In heated scenes in parliament on Monday, ministers at first struggled to be heard as opposition on the left shouted that they had brought “chaos” to the country. “Are we really going to spend 15 days like this?” asked Macron’s leader of the house, referring to the length of the debate and the shouting and interruptions. “Yes!” lawmakers on the left shouted back as desks were banged.

“The younger generations hate you,” one lawmaker on the radical left told the government.
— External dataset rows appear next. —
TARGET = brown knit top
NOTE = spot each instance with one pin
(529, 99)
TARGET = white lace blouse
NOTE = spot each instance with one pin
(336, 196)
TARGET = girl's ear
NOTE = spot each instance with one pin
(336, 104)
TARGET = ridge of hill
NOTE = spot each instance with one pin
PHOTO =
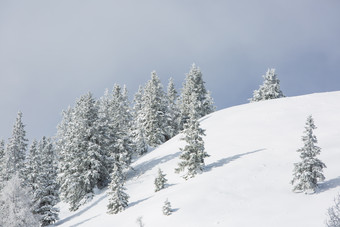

Rachel Keke, who is the first cleaner to sit in parliament after winning a seat for the radical left’s La France Insoumise in June, won a standing ovation from the left’s benches after a speech accusing government ministers of being cut off, never having done a difficult, physical job and not understanding what it is like “to wake every morning with an aching back”.

Gabriel Attal, the minister for public accounts, said the government was acting to save the French pension system and the options were: Macron’s plans or the potential “bankruptcy” of the system.

The far-right leader Marine Le Pen announced that several of her female lawmakers had received suspicious and fraudulent voicemail messages to their phones during the debate, telling them that their child was in hospital. She complained of a “disgusting” trick to get her lawmakers to rush away from parliament during the vote. She said she had filed a legal complaint to police but did not say who could have been responsible.

A further day of street demonstrations is planned for Saturday.